Nach Eingang des Amtshilfeersuchens bei der Zentralen Ausländerbehörde am 19.06.2017 hätte diese nach Ansicht der Kammer jedenfalls binnen einer Frist von 10 Tagen die in dem Antrag näher geschilderten und erforderlichen weiteren Schritte zur Einleitung des Passersatzverfahrens einleiten müssen. Binnen dieser Frist hätte eine Überprüfung des Antrags auf Vollständigkeit, Plausibilität und zusätzlich auf das Vorliegen digitaler Fingerabdrücke durchgeführt und das in dem Haftantrag im Einzelnen näher dargelegte weitere Verfahren zur Identifizierung und Ausstellung eines Passersatzpapiers bei den marokkanischen Behörden eingeleitet werden können.

Da dies nicht geschehen ist, verletzt der weitere Vollzug der Abschiebungshaft den Betroffenen ab den 30.06.2017 in seinen Rechten.

Dies war auf Antrag des Betroffenen entsprechend festzustellen.

III.

Die Kostenentscheidung beruht auf § 81 Abs. 1 Satz 1 und 2, § 83 Abs. 2, § 430 FamFG, Art. 5 Abs. 5 EMRK analog. Die vollständige Auferlegung der Kosten auf den Antragsteller trägt dem Umstand Rechnung, dass die Beschwerde zum ganz überwiegenden Teil Erfolg hat.
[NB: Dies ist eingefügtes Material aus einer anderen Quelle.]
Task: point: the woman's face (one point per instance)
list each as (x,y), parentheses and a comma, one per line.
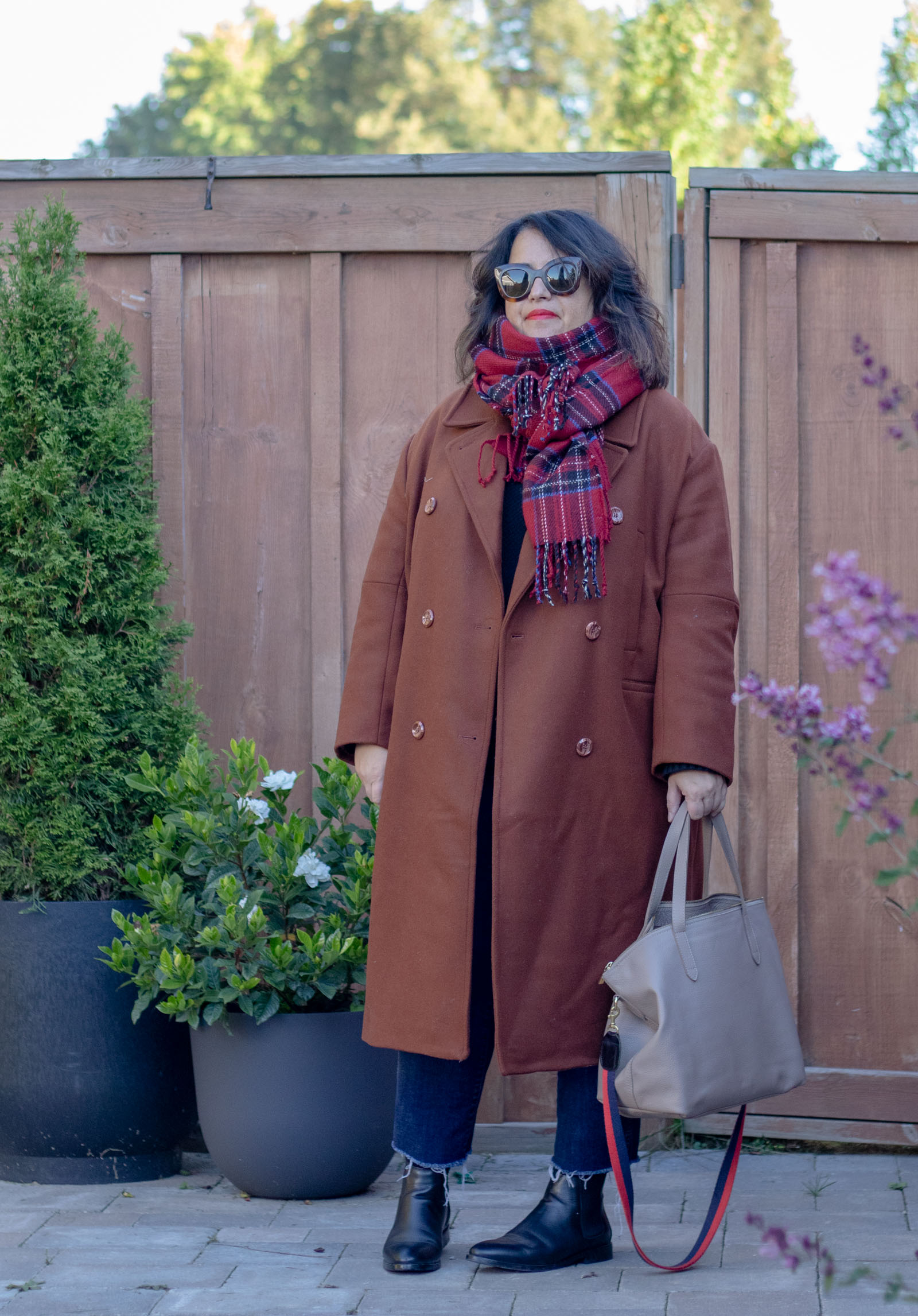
(543,313)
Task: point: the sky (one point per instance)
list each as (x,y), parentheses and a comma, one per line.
(64,64)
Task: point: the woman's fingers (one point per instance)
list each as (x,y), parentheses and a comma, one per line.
(370,765)
(704,793)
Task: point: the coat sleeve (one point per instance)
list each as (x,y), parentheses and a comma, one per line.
(372,666)
(694,715)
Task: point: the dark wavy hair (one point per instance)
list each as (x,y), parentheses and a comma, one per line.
(620,293)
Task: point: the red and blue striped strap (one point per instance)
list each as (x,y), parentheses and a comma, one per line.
(621,1168)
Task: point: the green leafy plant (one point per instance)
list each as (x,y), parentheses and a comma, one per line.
(250,909)
(86,652)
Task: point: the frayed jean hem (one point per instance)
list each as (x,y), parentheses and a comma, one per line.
(425,1165)
(555,1173)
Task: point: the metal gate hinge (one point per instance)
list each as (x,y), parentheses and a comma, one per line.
(676,261)
(212,174)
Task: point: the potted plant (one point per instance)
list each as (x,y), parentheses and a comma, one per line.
(257,928)
(86,685)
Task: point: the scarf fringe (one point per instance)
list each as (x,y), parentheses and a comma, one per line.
(557,568)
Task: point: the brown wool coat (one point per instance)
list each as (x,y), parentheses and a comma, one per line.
(575,834)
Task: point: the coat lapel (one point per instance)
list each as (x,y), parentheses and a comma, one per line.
(484,503)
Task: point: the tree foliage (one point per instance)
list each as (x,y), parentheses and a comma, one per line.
(86,653)
(707,79)
(893,138)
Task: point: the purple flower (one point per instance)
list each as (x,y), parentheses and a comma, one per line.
(830,745)
(859,622)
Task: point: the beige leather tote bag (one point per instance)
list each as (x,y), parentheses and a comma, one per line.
(701,1010)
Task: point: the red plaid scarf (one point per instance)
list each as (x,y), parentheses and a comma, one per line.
(558,394)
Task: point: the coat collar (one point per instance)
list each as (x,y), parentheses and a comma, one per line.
(475,421)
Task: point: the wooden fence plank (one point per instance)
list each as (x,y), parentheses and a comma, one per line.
(169,449)
(341,166)
(302,215)
(804,179)
(783,591)
(753,733)
(850,1094)
(695,306)
(815,216)
(246,378)
(119,289)
(325,421)
(641,209)
(723,405)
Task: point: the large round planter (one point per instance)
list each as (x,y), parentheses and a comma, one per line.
(296,1107)
(86,1097)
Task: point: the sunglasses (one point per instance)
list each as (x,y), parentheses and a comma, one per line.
(561,277)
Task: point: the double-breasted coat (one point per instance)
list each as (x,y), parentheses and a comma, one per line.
(590,699)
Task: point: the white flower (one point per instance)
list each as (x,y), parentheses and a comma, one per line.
(279,781)
(311,868)
(261,809)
Die Festsetzung des Beschwerdewerts folgt aus § 36 Abs. 2 und 3 GNotKG

Rechtsmittelbelehrung:

Gegen diesen Beschluss ist das Rechtsmittel der Rechtsbeschwerde gegeben. Sie ist binnen einer Frist von 1 Monat nach der Zustellung des Beschlusses bei dem Bundesgerichtshof durch Einreichung einer Beschwerdeschrift einzulegen. Die Rechtsbeschwerde muss die Bezeichnung des Beschlusses, gegen den sich die Rechtsbeschwerde richtet und die Erklärung, dass Rechtsbeschwerde eingelegt werde, enthalten. Die Rechtsbeschwerde muss von einem am Bundesgerichtshof zugelassenen Rechtsanwalt unterzeichnet sein.